Because each operating room will take different amounts of time, it is not that a company can answer that question for the hospital. Instead, each hospital will need to do a trial. The question of importance is how to structure the trial to obtain the answer reliably (As mentioned in the Cureus paper).
A nine-night trial means in practice having a system for a fortnight, from a Monday, through that week, and then picked up the following Friday. With that two-week trial, a hospital can empirically arrive at the correct answer, one or two rooms less than the correct answer, or one room greater than the correct answer with ≥99 per cent probability. What does that mean in practice? Suppose that a hospital has 21 rooms. For each of the nine nights, the number of rooms with ultraviolet disinfection is recorded. While each room is being disinfected, the technician is moving items back in place for the preceding room and making way for the robot easily to enter the next room. Among the nine nights, the minimum number of rooms disinfected in 10 hours was 18 rooms. (Among the other eight nights, there were 19 or 20 rooms disinfected). Then, long-term, the hospital can expect to reliably (defined as 90 per cent) disinfect at least 17 rooms. Likely the 90th percentile long-term will be 18 rooms, but it could be as high as 19 rooms.
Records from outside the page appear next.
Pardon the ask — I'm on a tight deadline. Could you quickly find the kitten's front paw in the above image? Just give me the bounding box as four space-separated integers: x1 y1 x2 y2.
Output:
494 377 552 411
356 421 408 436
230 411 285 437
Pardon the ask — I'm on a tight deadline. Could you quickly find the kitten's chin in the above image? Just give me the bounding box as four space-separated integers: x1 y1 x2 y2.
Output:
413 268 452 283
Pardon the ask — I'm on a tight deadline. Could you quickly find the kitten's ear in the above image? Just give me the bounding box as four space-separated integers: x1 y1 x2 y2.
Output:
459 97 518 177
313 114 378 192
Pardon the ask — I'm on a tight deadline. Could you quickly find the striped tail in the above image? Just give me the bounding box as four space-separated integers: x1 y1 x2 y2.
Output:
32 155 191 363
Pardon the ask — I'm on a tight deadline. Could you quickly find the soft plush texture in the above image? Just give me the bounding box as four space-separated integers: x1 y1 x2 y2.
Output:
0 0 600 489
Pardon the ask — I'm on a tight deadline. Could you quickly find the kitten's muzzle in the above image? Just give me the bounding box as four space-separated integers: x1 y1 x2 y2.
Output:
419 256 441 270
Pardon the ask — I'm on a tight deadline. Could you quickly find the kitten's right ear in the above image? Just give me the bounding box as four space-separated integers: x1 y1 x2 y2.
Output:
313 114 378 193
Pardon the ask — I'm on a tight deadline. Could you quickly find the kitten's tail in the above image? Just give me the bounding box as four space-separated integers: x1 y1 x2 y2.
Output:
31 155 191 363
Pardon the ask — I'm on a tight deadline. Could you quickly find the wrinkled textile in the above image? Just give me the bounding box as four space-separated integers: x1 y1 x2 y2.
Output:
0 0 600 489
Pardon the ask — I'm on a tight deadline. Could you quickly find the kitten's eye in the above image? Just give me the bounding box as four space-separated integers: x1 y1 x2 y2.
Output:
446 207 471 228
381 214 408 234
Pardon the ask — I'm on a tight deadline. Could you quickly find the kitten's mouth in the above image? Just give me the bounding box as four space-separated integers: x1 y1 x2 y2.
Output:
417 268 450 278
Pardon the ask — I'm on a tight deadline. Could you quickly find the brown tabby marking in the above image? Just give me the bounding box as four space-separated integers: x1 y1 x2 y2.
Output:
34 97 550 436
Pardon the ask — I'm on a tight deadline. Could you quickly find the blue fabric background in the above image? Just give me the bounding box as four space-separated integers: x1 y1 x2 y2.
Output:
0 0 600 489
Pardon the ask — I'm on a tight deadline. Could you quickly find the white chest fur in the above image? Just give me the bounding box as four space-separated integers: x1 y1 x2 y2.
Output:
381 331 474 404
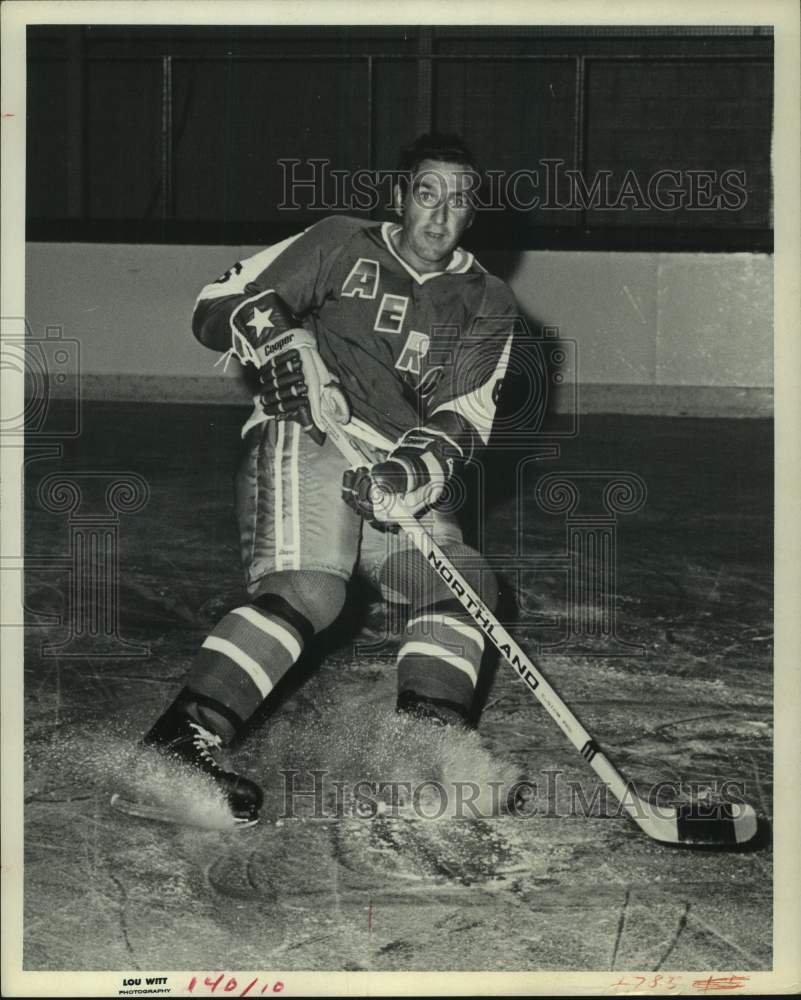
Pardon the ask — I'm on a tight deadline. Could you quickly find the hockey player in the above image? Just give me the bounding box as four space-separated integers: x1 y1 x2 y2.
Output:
119 135 517 825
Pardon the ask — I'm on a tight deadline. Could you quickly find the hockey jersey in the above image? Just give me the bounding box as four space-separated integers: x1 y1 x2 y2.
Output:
193 216 519 443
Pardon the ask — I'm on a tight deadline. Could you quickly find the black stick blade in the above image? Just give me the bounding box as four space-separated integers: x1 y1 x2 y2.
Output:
676 802 757 847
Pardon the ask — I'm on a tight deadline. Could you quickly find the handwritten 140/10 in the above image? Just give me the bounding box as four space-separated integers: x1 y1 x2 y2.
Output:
186 972 284 997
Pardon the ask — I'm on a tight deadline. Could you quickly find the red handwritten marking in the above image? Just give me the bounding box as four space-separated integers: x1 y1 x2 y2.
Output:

With a 19-night trial (i.e., four work weeks), the second-largest observed numbers of rooms disinfected is the 90th percentile. There was a ≥99 per cent probability that over the long-term the true 90th percentile of rooms will be the same, one less, or one more. For example, suppose that after four weeks (i.e., 19-night trials except for the last Friday), the second-fewest numbers of rooms disinfected in 8 hours were 16 rooms. Then, over the long-term, the 90th percentile of rooms disinfected nightly will likely be 15, 16, or 17 rooms. That is how many the hospital can plan when buying or leasing a single ultraviolet robotic disinfection system of the studied type (e.g., that shown in the Figure). The information also can be used when planning the technicians’ (housekeepers’) staff scheduling. Just like for the other decisions, details are in the published scientific papers.
The University of Iowa Department of Anesthesia received an unrestricted research grant from Surfacide that was used in part to fund the research (Waukesha, WI). The company also supplied the data used in the published studies. I receive no funds personally other than my salary and allowable expense reimbursements from the University of Iowa and have tenure with no incentive program. My family and I have no financial holdings in any company related to my work, other than indirectly through mutual funds for retirement.